Astinog
Astinog

Reputation: 1181

Standard output and Pipe use in exec

I'm having problems understanding the right use of the pipe in UNIX Systems. I have a main process which create a child process. The child process must run a different program from the father, he has to make some operation and then the child must communicate to the father the results. However in the child process I have to print on the terminal the partial results of these operations. I'm trying with a test program to do so, but I'm a bit stuck right now. This is the main test program

TEST.C

#include <stdio.h>
#include <unistd.h>
#include <stdlib.h>

int main(){

  int mypipe[2];
  pid_t pid;
  char readbuffer[6];

  pipe(mypipe);

  if((pid = fork()) == 0){
    close(mypipe[0]);
    dup2(mypipe[1], STDOUT_FILENO);
    execlp("./proc", "./proc", NULL);
  } else {

  wait(-1);
  close(mypipe[1]);
  read(mypipe[0], readbuffer, sizeof(readbuffer));
  printf("%s", readbuffer); 
  }
}

And the c file of the ./proc program is this: PROC.C

#include <stdio.h>

int main(int argc, char* argv[]){

  printf("check\n");

  return 0;
}

With this solution, the proc program can't print anything on the terminal.

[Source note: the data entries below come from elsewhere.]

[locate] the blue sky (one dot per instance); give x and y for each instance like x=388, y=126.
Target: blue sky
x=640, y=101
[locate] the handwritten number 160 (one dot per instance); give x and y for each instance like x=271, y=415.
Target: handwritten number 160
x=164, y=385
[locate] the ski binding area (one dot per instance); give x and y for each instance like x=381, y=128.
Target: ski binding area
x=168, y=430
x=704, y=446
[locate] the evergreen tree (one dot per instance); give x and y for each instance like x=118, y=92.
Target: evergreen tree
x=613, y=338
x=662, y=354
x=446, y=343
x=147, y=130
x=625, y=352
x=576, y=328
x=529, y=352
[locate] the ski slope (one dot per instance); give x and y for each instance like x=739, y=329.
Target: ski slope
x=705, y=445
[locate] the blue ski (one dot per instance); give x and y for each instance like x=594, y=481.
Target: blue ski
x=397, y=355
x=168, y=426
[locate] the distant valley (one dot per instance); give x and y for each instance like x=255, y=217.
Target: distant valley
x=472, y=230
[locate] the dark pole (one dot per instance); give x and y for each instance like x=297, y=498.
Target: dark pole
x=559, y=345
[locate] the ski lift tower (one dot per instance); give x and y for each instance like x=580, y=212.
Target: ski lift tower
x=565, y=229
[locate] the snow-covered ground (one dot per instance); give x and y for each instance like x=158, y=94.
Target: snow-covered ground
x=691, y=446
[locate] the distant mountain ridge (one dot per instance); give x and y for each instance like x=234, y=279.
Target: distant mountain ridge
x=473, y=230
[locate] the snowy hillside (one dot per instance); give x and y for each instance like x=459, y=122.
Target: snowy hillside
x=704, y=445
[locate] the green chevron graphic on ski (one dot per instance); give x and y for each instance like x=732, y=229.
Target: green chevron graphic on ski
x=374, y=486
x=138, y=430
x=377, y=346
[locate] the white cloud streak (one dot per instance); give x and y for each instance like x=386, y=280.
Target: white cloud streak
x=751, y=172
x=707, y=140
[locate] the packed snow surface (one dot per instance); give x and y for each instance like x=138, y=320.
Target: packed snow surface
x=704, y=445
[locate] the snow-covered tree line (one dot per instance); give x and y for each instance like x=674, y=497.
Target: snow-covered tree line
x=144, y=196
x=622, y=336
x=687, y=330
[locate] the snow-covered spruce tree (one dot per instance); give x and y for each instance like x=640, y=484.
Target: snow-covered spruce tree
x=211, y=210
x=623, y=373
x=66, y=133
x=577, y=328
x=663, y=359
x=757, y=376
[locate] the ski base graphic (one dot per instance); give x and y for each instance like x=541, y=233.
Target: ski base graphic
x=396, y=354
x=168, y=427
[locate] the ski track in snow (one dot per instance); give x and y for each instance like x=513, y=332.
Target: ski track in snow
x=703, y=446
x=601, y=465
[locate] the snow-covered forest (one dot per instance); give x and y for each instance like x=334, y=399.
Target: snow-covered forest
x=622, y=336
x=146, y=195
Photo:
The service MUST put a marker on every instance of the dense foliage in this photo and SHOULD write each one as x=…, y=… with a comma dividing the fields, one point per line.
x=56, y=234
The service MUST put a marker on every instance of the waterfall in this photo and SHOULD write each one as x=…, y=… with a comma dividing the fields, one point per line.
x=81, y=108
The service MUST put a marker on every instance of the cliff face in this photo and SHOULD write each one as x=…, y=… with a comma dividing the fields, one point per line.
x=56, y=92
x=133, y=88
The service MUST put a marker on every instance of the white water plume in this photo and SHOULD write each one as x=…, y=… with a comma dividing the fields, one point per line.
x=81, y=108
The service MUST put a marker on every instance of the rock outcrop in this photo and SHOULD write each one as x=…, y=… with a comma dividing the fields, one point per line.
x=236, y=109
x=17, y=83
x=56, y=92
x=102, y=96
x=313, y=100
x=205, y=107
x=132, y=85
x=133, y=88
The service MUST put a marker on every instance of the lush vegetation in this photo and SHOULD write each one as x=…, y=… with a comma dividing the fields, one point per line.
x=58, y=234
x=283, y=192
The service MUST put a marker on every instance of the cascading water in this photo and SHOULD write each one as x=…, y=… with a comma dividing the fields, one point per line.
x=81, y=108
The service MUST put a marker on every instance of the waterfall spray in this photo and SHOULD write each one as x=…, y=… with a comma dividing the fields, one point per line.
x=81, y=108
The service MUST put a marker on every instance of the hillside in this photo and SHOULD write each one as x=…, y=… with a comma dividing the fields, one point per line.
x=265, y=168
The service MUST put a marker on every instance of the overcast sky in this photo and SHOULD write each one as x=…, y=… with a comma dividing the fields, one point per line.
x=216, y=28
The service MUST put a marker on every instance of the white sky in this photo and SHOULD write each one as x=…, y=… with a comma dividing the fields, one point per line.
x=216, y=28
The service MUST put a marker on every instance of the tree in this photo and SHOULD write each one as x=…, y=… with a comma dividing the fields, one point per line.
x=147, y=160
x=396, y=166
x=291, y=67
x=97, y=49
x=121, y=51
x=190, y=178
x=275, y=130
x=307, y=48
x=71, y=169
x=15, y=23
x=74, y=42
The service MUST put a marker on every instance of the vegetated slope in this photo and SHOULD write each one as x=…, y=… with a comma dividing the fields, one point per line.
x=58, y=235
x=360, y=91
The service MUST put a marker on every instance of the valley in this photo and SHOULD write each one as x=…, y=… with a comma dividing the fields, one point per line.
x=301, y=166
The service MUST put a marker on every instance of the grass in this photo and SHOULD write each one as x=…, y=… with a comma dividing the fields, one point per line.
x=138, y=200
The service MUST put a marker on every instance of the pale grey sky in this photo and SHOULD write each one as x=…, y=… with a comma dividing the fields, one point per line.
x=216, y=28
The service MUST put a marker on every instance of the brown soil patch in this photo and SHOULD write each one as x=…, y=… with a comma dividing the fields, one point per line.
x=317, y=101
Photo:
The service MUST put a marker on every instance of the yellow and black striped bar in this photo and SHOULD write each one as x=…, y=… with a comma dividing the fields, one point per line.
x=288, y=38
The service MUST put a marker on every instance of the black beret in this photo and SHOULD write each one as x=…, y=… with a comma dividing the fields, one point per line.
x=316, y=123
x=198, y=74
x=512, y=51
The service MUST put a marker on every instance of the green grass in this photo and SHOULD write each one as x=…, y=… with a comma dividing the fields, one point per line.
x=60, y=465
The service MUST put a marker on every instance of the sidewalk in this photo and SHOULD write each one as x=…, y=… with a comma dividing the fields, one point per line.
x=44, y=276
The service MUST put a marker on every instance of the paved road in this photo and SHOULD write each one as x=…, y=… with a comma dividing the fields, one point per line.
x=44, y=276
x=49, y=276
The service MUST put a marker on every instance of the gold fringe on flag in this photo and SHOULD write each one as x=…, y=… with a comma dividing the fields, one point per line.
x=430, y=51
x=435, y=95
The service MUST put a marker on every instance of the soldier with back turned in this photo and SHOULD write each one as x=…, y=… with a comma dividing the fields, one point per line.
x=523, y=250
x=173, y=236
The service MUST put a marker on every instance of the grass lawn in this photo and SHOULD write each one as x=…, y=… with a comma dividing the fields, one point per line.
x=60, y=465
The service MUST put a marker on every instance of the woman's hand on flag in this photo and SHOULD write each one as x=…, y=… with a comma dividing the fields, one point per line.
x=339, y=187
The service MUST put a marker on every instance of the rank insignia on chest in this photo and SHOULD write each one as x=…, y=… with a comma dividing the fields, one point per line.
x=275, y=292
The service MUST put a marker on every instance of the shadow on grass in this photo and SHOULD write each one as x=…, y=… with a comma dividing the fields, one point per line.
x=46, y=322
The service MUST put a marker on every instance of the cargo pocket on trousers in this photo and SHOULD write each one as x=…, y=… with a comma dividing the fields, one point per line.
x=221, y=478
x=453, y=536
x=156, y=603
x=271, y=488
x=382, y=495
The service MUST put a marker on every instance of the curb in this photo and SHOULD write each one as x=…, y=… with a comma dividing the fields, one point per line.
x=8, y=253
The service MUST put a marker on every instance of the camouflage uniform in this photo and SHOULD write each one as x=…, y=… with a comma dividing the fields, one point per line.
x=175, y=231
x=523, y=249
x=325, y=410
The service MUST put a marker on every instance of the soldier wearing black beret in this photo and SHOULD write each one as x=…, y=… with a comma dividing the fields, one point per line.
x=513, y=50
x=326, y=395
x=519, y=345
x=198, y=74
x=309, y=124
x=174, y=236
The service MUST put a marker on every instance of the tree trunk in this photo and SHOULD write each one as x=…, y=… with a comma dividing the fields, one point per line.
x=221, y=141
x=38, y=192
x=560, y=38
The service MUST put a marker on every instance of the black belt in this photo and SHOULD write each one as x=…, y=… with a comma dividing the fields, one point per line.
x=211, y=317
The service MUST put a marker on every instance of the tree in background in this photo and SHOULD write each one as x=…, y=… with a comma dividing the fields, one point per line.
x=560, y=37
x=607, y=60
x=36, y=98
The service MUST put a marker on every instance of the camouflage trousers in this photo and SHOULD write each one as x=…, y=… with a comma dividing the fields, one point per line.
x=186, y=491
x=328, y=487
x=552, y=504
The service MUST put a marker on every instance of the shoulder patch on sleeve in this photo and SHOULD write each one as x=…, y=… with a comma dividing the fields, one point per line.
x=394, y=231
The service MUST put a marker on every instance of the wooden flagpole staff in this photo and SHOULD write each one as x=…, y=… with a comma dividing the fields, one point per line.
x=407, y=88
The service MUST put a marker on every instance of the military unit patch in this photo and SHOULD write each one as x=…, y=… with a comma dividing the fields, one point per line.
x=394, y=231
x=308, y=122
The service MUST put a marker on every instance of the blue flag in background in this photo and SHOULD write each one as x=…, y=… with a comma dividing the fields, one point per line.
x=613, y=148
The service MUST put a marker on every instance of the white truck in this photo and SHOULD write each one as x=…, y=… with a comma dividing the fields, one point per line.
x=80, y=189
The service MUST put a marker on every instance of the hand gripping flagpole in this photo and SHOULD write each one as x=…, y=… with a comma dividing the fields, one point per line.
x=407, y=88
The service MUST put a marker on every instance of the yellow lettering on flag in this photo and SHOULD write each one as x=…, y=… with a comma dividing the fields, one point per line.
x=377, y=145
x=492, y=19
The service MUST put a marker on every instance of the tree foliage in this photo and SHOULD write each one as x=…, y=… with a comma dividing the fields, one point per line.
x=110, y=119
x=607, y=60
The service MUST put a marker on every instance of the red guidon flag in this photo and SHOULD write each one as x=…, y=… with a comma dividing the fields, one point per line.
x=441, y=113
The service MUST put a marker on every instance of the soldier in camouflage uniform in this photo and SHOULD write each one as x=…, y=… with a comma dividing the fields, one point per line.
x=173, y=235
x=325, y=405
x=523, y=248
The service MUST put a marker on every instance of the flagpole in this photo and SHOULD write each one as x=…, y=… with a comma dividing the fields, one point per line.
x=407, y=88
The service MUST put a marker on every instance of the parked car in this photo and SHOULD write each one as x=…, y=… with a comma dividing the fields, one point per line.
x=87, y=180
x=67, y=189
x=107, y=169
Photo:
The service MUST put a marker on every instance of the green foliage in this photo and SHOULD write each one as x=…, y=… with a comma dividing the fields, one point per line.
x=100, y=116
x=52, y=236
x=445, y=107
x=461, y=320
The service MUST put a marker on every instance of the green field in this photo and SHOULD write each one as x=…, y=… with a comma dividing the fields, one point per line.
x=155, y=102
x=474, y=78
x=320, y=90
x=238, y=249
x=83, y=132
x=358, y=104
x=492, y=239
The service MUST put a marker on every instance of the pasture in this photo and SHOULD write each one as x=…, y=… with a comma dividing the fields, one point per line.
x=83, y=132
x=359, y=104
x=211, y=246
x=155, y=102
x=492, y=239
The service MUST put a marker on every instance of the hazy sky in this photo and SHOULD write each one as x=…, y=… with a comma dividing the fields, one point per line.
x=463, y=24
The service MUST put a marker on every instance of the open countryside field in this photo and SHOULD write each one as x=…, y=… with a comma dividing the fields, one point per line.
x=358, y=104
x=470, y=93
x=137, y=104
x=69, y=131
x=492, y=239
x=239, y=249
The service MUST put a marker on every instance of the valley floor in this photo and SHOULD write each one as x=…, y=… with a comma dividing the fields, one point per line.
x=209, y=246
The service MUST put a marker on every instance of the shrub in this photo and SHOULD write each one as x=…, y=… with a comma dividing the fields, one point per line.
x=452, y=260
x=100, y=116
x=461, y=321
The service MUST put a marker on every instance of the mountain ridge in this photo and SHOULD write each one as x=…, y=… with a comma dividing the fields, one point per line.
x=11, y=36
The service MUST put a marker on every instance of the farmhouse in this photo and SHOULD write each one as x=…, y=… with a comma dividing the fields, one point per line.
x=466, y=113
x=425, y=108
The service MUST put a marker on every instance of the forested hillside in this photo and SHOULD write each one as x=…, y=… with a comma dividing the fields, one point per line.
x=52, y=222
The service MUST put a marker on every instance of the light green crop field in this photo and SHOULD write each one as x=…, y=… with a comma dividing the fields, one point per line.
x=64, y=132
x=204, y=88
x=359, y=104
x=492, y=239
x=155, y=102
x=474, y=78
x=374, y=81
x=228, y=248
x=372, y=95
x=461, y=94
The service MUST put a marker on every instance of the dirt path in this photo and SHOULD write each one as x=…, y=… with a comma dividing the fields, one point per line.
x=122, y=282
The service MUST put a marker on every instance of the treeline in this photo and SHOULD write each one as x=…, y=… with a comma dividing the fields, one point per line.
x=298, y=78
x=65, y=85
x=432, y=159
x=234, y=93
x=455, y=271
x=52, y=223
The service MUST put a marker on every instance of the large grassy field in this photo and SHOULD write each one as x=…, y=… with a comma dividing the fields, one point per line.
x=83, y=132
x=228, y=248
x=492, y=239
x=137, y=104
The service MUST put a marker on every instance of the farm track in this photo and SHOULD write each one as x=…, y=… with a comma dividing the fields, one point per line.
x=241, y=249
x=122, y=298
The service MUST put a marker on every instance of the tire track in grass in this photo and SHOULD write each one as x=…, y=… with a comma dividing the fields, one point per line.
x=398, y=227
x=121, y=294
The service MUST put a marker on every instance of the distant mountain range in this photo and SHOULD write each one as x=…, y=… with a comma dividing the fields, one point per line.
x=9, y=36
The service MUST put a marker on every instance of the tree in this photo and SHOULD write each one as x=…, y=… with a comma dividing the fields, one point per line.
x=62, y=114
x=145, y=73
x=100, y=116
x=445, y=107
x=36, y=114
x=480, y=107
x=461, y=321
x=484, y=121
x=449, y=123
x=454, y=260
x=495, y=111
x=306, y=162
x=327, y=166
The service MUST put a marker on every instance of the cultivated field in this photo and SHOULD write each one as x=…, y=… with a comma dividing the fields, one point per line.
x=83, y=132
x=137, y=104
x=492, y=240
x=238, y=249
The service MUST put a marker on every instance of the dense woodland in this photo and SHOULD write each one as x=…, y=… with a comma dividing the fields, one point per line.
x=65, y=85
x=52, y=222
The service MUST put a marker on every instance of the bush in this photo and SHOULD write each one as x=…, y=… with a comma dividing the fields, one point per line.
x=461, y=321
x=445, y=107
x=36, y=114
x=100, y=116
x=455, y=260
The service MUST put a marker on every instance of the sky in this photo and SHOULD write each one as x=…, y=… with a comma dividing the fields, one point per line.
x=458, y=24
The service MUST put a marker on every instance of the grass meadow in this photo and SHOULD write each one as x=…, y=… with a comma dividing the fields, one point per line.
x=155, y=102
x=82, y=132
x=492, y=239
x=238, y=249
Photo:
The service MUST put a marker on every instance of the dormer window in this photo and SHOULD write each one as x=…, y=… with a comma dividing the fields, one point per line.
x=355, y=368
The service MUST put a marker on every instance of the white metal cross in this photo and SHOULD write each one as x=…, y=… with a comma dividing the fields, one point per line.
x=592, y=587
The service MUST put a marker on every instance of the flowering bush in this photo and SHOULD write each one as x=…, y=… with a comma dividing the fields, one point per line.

How do I make the proc program to print on the terminal AND on the pipe so the main program can read from there??? Thank you!

Upvotes: 0

Views: 84

Answers (2)

Simon PA
Simon PA

Reputation: 746

If you want your "proc" program to print in terminal for log/debug infos, u can use fprintf and stderr:

fprintf(stderr, "What you need to print\n");

You can also see where your program is writing, use strace

Upvotes: 1

doron
doron

Reputation: 28872

Even when you redirect stdout to the parent program, you can still use stderr. Just call fprintf(stderr, ...) instead of printf(...) when you want to print to the console.